As we read in the passage above, this prophecy was literally fulfilled. Along with the other signs in the heavens, the people noted the appearance of the new star as a sign of the Savior’s birth.
Thousands of years earlier, the prophet Balaam had used the symbol of a star in a Messianic prophecy. “There shall come a Star out of Jacob,” he said, “and a Sceptre shall rise out of Israel” (Numbers 24:17). After the death of the Savior, the apostle John quoted Him as saying, “I am the root and the offspring of David, and the bright and morning star” (Revelation 22:16).
From our perspective on earth, a star looks like a point of light in a dark sky. Therefore, it serves as a useful point of orientation for a traveler. It’s not hard to imagine the wise men using the star as a reference point as they traveled from the east toward Jerusalem in search of the newborn king. By the same token, the Savior represents a point of light which contrasts with the darkness around us and which beckons us in a clear direction. If we are looking for the light, we will see it, and it will provide direction for us as we navigate through the difficulties of life.
Several years ago, in a BYU Idaho devotional address, Sue Clark taught that the symbolism of the star can be useful in goal-setting: “As you make…changes and set out on [a] new course, of one thing you must be certain. That is that you are on the true path…. You need to be sure that you have the right guide: one that lights the way clearly.” She pointed out that the apostle Peter had talked about the star (the light of the Savior) shining in our hearts:
We have also a more sure word of prophecy; whereunto ye do well that ye take heed, as unto a light that shineth in a dark place, until the day dawn, and the day star arise in your hearts (2 Peter 1:19).
Sister Clark counseled these students:
Believe in Christ and in His power to purify your hearts through the application of the Atonement to forgive you of sin so that the day star, the Savior of the World, the bright and morning star, may arise in your hearts and be your guide as you walk the path of life. If you do that, you will begin this year with much, much more than New Year’s resolutions. You will walk the true path (“The Star, the Savior, and Your Heart,” BYU Idaho Devotional Address, 10 January 2006).
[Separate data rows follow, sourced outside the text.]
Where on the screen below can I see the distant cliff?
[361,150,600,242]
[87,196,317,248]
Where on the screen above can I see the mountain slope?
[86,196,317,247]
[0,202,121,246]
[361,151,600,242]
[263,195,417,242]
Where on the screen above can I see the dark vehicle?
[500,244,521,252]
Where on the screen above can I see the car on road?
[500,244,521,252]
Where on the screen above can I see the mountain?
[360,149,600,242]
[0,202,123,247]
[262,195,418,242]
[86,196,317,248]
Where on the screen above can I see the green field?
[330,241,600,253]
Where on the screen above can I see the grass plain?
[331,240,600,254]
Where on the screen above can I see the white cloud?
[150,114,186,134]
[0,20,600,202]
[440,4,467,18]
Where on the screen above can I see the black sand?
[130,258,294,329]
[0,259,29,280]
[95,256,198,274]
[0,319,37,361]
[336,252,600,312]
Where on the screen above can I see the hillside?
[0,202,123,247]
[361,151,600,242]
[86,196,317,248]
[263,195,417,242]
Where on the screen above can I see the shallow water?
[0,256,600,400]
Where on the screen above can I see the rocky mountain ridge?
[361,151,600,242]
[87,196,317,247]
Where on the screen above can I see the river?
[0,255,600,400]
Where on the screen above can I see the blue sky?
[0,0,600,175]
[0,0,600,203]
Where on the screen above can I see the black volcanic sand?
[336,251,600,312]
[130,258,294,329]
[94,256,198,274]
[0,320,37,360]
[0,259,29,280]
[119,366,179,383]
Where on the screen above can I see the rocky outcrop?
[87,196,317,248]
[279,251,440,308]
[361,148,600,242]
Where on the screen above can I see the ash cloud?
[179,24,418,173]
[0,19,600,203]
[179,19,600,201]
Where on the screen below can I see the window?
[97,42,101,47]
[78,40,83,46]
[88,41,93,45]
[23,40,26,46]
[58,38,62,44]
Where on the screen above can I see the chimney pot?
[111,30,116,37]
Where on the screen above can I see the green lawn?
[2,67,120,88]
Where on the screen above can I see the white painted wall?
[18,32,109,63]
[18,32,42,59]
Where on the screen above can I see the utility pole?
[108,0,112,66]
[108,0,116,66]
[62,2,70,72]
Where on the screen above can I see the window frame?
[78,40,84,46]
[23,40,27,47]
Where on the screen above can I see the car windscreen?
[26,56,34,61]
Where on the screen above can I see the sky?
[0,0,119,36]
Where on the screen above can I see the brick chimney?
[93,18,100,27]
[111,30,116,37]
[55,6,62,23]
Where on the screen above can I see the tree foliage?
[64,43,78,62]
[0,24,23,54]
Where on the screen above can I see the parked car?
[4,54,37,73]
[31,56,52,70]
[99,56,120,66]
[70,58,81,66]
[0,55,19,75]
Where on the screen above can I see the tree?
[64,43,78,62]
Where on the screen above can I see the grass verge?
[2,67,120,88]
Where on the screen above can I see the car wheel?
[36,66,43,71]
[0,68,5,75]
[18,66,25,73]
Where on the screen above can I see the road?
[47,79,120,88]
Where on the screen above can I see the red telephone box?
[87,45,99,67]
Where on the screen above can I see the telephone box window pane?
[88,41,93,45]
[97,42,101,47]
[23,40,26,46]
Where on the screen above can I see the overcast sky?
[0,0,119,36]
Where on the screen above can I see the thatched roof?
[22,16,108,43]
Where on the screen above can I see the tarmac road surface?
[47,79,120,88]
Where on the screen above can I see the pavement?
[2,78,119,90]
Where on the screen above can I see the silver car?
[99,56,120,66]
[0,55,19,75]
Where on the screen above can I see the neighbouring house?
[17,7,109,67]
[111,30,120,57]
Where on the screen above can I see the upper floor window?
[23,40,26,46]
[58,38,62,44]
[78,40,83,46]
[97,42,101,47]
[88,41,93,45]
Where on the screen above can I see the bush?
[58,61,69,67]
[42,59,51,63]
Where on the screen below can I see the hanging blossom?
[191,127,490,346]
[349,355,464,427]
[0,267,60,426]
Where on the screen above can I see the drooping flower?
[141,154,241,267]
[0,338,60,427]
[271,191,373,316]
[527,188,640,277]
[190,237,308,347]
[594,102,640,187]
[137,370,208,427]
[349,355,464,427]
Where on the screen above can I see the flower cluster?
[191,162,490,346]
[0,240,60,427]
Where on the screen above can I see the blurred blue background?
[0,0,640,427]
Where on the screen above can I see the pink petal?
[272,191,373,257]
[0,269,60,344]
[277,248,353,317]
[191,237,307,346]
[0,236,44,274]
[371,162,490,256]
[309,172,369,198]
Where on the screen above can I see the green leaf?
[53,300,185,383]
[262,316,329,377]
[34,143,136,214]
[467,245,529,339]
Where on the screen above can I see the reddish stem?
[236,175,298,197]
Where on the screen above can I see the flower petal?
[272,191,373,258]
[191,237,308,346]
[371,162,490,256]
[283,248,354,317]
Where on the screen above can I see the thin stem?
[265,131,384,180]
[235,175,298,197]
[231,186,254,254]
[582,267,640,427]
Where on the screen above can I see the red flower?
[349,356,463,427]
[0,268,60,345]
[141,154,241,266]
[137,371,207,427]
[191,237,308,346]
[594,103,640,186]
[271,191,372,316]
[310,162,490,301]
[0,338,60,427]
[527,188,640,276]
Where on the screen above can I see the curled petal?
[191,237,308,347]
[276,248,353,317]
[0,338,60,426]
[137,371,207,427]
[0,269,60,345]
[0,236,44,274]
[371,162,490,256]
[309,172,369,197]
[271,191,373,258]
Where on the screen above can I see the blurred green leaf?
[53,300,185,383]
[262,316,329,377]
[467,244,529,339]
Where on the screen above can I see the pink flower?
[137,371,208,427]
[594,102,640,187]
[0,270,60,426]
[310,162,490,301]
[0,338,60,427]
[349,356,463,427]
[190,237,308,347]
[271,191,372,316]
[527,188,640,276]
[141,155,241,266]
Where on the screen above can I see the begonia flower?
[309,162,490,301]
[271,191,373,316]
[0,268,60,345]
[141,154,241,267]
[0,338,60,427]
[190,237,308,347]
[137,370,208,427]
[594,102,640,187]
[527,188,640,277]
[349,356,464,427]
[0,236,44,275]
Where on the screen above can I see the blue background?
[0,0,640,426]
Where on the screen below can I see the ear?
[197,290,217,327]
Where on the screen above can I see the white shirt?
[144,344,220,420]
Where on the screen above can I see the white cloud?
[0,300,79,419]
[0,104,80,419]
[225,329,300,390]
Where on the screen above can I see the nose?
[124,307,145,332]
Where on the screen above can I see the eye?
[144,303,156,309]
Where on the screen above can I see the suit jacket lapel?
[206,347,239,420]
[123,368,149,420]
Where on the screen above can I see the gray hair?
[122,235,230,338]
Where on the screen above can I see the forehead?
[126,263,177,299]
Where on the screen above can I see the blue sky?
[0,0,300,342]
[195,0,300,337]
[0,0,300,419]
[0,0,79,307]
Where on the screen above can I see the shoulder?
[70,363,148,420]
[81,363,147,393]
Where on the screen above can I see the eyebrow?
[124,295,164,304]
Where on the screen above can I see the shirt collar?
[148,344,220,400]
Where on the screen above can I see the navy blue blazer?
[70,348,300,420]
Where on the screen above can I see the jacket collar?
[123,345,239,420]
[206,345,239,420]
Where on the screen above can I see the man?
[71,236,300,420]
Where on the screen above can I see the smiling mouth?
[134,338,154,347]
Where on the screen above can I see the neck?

Today, I will seek to receive and follow the light of Christ in my heart. I will remember that His light is available to me and that it can provide guidance to help me navigate through the darkness in the world around me. I will be grateful for the symbolism of the star: shining in darkness and providing a reliable point of reference for a traveler who wants to set and follow goals that are on the “true path.”